A Mutual Misunderstanding
- arcrchk
- Nov 29, 2024
- 2 min read
By Charlotte Poon
“Why don’t you ever talk to me now,” I groaned over text. I had to be the one to stop these two years of friendship from going to waste.
She had left my message on read again.
I was infuriated, once more. Who else would have agreed to stay by my side for so long? And why, just why, did this also have to end?
“If you really want nothing to do with me anymore, why don’t you just tell me??”
That was the next message I sent.
She was the most whimsical person I’d possibly ever met. She was always so carefree and easy to approach, yet she could also be so sincere and understanding. We would talk about everything, from our everyday lives and favourite books and shows, to the most ridiculous inside jokes and the deepest feelings we never thought we could explain.
Lately, it hadn’t been this way.
Then I saw her typing. Oh great, I just knew what she would say. I glared at her across the screen in anxious anticipation.

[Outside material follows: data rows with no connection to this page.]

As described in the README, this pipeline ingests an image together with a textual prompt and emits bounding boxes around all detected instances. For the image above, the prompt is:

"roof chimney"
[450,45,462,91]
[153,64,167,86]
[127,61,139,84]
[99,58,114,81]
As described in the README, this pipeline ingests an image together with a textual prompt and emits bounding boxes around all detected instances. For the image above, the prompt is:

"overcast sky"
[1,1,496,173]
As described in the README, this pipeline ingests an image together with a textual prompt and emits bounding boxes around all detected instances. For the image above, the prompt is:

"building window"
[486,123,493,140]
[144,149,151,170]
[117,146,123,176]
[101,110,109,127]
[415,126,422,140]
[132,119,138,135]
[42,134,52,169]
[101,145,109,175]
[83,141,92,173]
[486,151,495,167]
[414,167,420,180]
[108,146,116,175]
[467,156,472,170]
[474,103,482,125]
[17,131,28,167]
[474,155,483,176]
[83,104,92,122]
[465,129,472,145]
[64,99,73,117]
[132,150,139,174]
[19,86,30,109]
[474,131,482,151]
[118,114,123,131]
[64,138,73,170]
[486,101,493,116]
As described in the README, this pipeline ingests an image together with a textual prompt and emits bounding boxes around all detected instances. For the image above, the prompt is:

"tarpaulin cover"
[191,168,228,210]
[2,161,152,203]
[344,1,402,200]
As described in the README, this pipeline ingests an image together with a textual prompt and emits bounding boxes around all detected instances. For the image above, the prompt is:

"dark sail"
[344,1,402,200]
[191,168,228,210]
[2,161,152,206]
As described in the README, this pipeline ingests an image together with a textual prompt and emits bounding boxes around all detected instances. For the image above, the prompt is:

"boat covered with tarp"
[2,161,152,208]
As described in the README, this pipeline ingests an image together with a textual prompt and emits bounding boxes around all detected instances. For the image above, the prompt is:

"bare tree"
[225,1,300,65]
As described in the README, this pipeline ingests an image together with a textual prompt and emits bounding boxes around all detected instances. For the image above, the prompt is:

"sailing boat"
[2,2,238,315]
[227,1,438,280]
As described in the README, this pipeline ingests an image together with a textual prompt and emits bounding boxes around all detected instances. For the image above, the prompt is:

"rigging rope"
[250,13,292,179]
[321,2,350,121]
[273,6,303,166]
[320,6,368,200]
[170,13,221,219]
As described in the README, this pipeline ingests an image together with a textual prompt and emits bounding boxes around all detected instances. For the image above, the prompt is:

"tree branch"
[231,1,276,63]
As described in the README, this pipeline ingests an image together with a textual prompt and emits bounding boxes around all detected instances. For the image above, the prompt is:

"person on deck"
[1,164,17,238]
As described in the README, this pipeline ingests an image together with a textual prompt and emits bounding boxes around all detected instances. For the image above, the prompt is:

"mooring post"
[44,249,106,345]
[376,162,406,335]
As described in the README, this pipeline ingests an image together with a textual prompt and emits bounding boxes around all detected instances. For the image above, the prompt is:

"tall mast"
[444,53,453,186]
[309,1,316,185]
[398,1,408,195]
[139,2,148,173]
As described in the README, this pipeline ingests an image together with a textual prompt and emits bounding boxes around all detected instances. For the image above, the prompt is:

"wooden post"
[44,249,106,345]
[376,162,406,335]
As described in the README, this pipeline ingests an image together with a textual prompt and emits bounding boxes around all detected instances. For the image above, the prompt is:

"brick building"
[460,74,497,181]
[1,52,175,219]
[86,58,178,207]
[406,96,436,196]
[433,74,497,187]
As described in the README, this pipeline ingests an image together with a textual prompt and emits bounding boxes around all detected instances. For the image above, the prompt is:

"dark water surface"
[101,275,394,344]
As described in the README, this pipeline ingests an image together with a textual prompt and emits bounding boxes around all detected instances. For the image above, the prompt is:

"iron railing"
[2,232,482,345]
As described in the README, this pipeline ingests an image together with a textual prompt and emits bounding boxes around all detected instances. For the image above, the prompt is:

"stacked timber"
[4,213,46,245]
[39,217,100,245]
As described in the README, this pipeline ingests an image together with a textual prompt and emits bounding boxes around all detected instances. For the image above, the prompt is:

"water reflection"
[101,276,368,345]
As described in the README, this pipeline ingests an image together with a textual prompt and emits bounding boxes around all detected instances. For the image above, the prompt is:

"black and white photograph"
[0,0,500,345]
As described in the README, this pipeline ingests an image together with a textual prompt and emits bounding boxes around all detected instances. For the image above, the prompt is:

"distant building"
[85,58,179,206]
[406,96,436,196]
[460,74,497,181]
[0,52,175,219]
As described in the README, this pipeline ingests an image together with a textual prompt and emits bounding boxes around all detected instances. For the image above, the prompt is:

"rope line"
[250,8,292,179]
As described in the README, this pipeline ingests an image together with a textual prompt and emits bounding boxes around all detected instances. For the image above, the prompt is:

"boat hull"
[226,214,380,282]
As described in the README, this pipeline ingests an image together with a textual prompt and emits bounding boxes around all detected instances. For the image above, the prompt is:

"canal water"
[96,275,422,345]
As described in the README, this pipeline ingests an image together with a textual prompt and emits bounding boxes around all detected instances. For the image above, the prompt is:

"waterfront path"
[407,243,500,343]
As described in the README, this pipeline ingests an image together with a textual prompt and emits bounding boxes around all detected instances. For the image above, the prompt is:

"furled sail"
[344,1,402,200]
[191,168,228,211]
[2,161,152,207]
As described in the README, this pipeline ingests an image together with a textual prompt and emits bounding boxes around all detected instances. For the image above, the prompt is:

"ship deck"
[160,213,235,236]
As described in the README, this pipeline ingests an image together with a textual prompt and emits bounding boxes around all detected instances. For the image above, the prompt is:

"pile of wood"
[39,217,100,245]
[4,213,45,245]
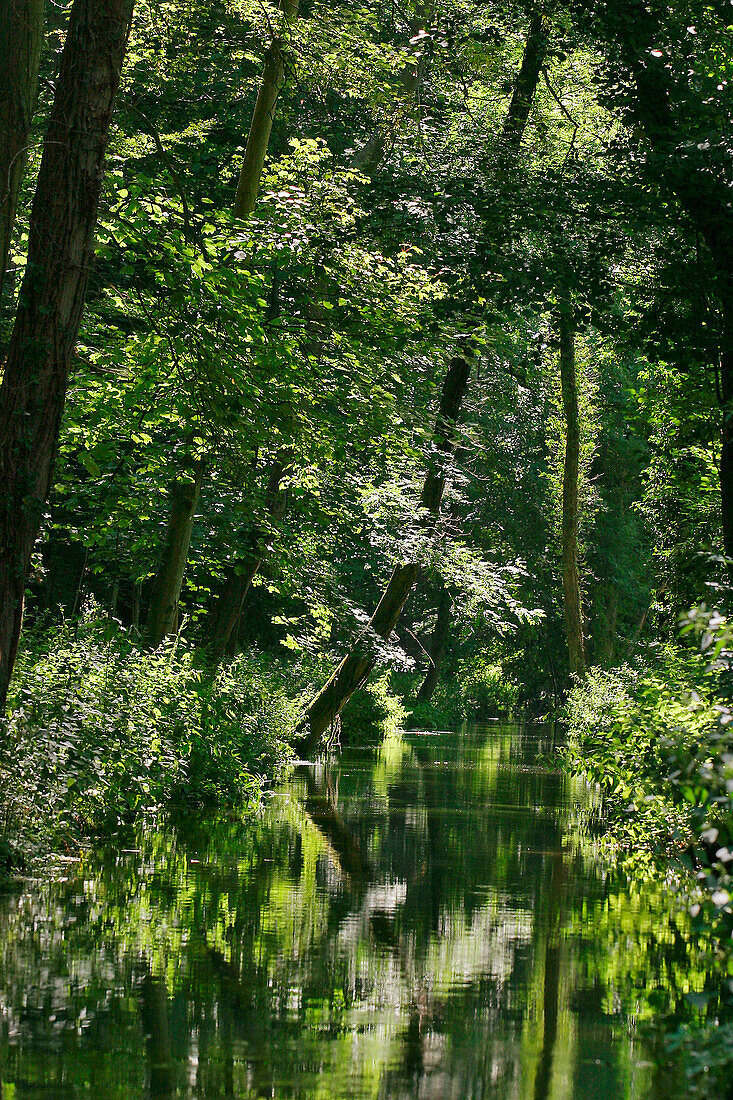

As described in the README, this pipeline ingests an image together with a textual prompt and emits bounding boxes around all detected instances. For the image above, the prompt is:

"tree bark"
[417,584,453,703]
[559,301,586,677]
[0,0,133,710]
[210,448,292,664]
[0,0,44,301]
[300,353,471,752]
[234,0,298,218]
[147,459,204,649]
[500,13,550,171]
[417,14,550,703]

After several long minutes, she finally had the nerve to send her paragraph explaining why she was growing tired and bored to tears of me and that we just had to cut each other off.
“I’m sorry.”
That was it?
A tremendous wall of text had popped up, stretching across the screen.
“I haven’t talked to anyone for days, being for real. Heck I don’t even have the energy to get out of bed. I’m tired of everyone to be honest but I still see you as my best friend. So stop saying weird things about me hating you it’s scaring me.”

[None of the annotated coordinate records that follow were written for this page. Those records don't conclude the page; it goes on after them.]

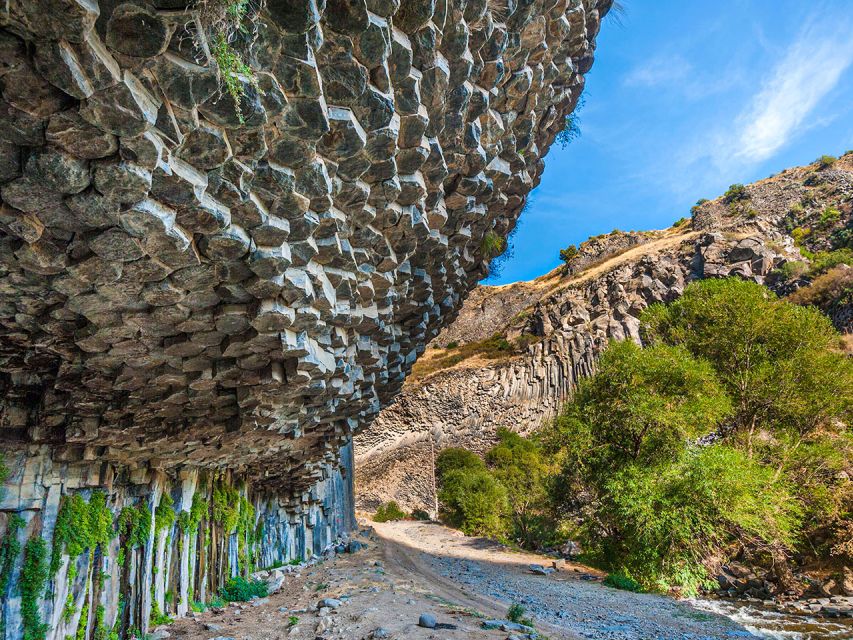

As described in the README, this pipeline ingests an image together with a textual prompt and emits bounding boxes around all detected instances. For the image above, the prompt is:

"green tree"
[545,341,731,474]
[438,468,508,538]
[641,278,853,450]
[604,445,800,593]
[435,447,486,483]
[486,428,550,547]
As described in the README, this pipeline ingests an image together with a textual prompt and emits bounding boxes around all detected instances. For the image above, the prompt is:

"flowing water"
[691,600,853,640]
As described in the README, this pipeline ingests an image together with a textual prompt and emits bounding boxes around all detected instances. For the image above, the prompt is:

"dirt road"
[166,522,750,640]
[375,522,752,640]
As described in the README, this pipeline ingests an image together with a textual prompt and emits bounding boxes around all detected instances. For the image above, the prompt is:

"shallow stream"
[691,600,853,640]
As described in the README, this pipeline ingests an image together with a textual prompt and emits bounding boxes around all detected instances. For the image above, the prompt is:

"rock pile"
[0,0,611,638]
[355,162,853,512]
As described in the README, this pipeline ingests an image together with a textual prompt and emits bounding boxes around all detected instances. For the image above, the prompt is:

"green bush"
[641,278,853,436]
[19,536,50,640]
[816,155,838,169]
[480,230,506,260]
[541,279,853,593]
[809,248,853,277]
[373,500,408,522]
[560,244,580,268]
[435,447,486,484]
[486,428,553,548]
[723,184,749,204]
[219,576,267,602]
[818,207,841,229]
[438,467,507,538]
[506,602,535,627]
[602,573,643,593]
[773,260,809,280]
[604,445,799,594]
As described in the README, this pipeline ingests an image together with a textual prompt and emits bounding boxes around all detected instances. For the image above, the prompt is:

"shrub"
[641,278,853,436]
[480,230,506,260]
[486,428,549,548]
[599,445,800,594]
[809,247,853,277]
[19,536,50,640]
[602,573,643,593]
[787,266,853,309]
[554,111,583,149]
[412,334,515,378]
[690,198,708,215]
[560,244,580,268]
[506,602,534,627]
[818,207,841,229]
[438,468,507,538]
[219,576,267,602]
[723,184,749,204]
[773,260,809,280]
[373,500,407,522]
[435,447,486,483]
[816,155,838,169]
[515,333,542,352]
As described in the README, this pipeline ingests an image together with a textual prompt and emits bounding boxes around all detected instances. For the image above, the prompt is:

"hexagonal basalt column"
[0,0,611,636]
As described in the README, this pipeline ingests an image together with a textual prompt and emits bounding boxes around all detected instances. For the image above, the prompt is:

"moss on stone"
[20,536,49,640]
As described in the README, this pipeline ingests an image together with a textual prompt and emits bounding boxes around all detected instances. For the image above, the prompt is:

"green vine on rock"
[20,536,49,640]
[195,0,264,124]
[118,505,151,557]
[178,491,208,535]
[50,491,113,580]
[0,513,26,595]
[154,493,177,536]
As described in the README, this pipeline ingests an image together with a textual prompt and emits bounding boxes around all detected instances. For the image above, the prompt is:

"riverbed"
[689,600,853,640]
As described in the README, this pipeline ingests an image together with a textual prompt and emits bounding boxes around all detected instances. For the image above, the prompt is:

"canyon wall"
[0,0,612,640]
[355,161,853,513]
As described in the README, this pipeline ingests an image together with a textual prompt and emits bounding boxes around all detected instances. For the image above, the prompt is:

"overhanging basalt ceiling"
[0,0,610,488]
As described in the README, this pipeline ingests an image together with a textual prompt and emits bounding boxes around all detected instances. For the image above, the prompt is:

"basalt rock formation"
[0,0,612,640]
[355,154,853,511]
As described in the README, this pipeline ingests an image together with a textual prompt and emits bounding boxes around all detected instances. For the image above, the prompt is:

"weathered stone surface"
[0,0,610,640]
[355,161,853,512]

After that, she went offline.
What the hell is wrong with her, I thought. At the same time, I understood she was struggling.

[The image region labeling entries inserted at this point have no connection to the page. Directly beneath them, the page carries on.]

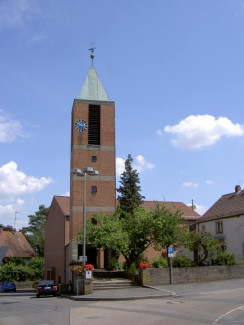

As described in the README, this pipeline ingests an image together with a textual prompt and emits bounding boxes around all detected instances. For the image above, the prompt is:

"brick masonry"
[140,265,244,286]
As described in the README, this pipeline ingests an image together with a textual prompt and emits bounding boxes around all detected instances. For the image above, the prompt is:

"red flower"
[84,264,95,271]
[71,265,82,275]
[139,262,150,270]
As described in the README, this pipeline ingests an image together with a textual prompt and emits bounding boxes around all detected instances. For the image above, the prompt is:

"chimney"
[235,185,241,194]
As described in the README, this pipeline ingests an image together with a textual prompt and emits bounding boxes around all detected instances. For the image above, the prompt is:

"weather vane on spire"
[89,43,95,65]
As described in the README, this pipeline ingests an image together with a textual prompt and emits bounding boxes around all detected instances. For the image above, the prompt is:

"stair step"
[92,279,139,290]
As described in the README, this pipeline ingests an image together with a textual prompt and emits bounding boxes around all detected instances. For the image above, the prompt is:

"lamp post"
[71,167,99,266]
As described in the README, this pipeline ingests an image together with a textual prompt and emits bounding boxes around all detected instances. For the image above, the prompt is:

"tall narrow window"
[88,105,100,145]
[216,221,223,234]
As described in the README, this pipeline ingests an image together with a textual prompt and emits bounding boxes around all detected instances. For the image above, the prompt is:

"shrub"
[128,263,137,276]
[172,255,193,267]
[214,252,236,265]
[152,257,168,269]
[7,256,25,265]
[0,263,34,282]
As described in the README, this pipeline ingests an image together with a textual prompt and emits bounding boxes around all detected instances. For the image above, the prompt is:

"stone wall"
[140,265,244,286]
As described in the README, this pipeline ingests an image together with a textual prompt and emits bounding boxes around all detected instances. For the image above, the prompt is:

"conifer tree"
[117,154,145,214]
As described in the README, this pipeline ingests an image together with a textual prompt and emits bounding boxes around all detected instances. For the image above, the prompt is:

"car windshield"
[39,280,54,286]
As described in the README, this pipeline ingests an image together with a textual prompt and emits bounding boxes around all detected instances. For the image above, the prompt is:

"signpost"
[168,247,174,284]
[79,256,87,264]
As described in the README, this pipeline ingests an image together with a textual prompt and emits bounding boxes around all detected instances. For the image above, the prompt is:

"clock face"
[74,120,88,132]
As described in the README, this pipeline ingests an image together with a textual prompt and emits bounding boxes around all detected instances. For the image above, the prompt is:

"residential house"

However, she would always come to me when she struggled. I understood her, but why wouldn’t she understand me? I struggled as well, she was all I had left, but she was being incredibly selfish.
If she truly tried to understand me, she would have communicated.
Rationale: This is a written piece relating to the theme of mental health awareness, or rather, a lack of it. The two characters in this piece are struggling with their own mental health, yet they subconsciously refuse to acknowledge the mental state of the other.